Second, she draws an analogy from human nature, to the effect that one is not to expect perfection from men in ordinary circumstances. "Nay, we must think men are not gods,/ Nor of them look for such observancy/ As fits the bridal (3.4.148-150)." Devoted attention may be expected on the wedding day, but the asperities of life and the weakness of men wear us down. The thought is similar to an arresting one from Measure for Measure: "They say best men are moulded out of faults./ And for the most, become much more the better/ For being a little bad (MfM 5.1.439-441)." Neither Shakespeare nor Desdemona expects perfection from people. 'Maybe,' Desdemona thinks, 'this is just such a sign of imperfection.'
But note how she is slowly losing a grip on reality with this maxim. While one might have assented to the first pithy statement (Othello's anger as displaced from great matter of state to her), the second is more of a stretch. Indeed, what is at stake here is not Othello's perfection but his basic humanity.

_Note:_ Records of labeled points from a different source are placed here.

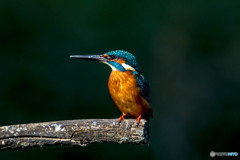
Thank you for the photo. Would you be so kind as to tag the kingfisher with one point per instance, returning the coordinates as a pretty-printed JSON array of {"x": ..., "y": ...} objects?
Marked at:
[{"x": 128, "y": 88}]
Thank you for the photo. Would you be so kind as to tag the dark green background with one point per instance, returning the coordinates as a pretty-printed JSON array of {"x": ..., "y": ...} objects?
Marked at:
[{"x": 188, "y": 50}]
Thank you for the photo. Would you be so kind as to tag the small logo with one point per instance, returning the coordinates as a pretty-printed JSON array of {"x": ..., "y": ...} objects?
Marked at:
[{"x": 213, "y": 154}]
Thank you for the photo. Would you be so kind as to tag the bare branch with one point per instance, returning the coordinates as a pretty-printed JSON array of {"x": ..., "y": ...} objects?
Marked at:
[{"x": 73, "y": 132}]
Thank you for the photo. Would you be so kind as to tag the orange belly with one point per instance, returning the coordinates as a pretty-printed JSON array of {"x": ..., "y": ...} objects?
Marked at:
[{"x": 127, "y": 96}]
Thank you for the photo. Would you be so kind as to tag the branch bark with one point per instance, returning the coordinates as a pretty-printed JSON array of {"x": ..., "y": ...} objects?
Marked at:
[{"x": 73, "y": 132}]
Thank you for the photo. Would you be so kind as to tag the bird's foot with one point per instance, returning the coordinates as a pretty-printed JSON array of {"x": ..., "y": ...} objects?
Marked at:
[
  {"x": 121, "y": 118},
  {"x": 138, "y": 119}
]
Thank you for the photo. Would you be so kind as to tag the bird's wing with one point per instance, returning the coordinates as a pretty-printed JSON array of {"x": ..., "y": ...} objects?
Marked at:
[{"x": 143, "y": 84}]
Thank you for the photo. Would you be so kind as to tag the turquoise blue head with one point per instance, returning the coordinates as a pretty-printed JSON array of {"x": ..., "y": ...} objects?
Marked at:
[{"x": 117, "y": 60}]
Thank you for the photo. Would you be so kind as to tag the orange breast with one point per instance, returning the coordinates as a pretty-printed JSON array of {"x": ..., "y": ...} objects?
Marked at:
[{"x": 126, "y": 95}]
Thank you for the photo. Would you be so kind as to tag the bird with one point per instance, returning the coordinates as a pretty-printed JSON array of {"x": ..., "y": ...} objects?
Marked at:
[{"x": 127, "y": 86}]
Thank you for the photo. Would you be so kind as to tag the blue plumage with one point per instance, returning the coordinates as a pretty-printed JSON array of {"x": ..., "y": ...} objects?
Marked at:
[
  {"x": 117, "y": 66},
  {"x": 131, "y": 60},
  {"x": 128, "y": 88},
  {"x": 127, "y": 56}
]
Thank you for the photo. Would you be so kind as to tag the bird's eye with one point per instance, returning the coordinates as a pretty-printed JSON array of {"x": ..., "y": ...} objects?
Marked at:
[{"x": 112, "y": 56}]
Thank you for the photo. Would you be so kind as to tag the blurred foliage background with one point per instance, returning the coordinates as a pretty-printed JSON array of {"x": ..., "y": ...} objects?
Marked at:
[{"x": 188, "y": 51}]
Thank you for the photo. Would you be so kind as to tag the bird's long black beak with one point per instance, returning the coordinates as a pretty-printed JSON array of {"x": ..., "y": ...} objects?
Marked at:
[{"x": 100, "y": 58}]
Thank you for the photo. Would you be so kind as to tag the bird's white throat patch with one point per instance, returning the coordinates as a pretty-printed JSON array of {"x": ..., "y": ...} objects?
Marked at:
[{"x": 113, "y": 68}]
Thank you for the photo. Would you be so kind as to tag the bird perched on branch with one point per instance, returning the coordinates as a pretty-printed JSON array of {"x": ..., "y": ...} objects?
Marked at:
[{"x": 128, "y": 88}]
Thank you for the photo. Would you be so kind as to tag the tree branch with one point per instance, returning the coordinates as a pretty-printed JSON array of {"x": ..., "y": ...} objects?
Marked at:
[{"x": 73, "y": 132}]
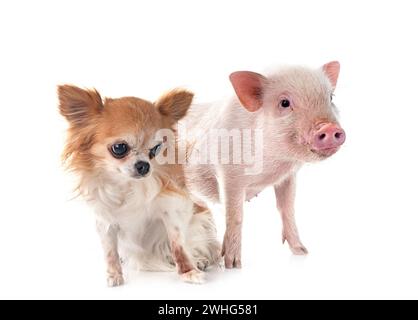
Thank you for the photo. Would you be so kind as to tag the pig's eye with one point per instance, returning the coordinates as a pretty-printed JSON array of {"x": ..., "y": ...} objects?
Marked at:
[{"x": 285, "y": 103}]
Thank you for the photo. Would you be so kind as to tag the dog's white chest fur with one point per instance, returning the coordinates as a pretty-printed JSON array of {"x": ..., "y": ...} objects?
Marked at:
[{"x": 135, "y": 208}]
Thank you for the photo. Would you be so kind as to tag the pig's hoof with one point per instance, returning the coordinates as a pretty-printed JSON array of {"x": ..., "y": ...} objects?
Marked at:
[
  {"x": 232, "y": 262},
  {"x": 299, "y": 250},
  {"x": 115, "y": 280},
  {"x": 193, "y": 276}
]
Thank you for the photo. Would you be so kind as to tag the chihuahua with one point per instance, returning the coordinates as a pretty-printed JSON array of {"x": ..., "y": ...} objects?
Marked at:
[{"x": 144, "y": 215}]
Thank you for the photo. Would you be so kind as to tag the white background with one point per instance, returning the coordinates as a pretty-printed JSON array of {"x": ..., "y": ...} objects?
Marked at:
[{"x": 357, "y": 212}]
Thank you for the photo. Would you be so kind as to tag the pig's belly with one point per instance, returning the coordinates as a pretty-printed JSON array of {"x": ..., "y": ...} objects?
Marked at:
[{"x": 252, "y": 192}]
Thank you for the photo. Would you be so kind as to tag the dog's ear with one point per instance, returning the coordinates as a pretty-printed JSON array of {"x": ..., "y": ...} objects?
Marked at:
[
  {"x": 77, "y": 105},
  {"x": 175, "y": 104}
]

In other words, Othello's treatment of Desdemona can only be understood as a demeaning and intolerant personal attack and affront. For Desdemona to explain it in the context of humanity's inevitable falling short of perfection is to cover too much of Othello's fault.
Third, she uses a legal metaphor to convince herself that she is mistaken about her husband. "I was/ ....arraigning his unkindness with my soul,/ But now I find I had suborn'd the witness,/ And he's indicted falsely (3.4.151-154)." In other words, she likens her mental process of assessing blame (cf. 3.4.98--"I' faith, you are to blame") to the process of suborning perjury (a crime at common law and a statutory crime today). She had, as it were, 'arrested' Othello for his unkindness ("Arraigning his unkindness") and was about to induce herself to commit perjury ("suborn'd the witness") by proclaiming Othello's actions unkind indeed, but then she realized that he was indicted falsely (because he is wrestling with affairs of state and not being unkind), and consequently she must drop all charges.
Just as a threefold chain is not quickly broken, so Desdemona's threefold manner of convincing herself that matters of state are at issue and her threefold misconstrual of Othello's action make her unable to see things in a different way. Emilia's third mention of jealousy (3.4.156) followed by a fourfold use of "jealious" in the next five lines is unable to budge her from her settled conviction that Othello is preoccupied with great things, and that his unkindness toward her and pained expressions are simply the reflection of that reality. Later she will confess her undying love for Othello as well as his unkindness--"Unkindness may do much,/ And his unkindness may defeat my life,/ But never taint my love--4.2.159-161," but here she is not even willing to admit unkindness. While Emilia seems committed and even obedient to her husband Iago, she complains about men; Desdemona will be obedient and will rarely even complain. She is fully bound to the visage she saw in his mind.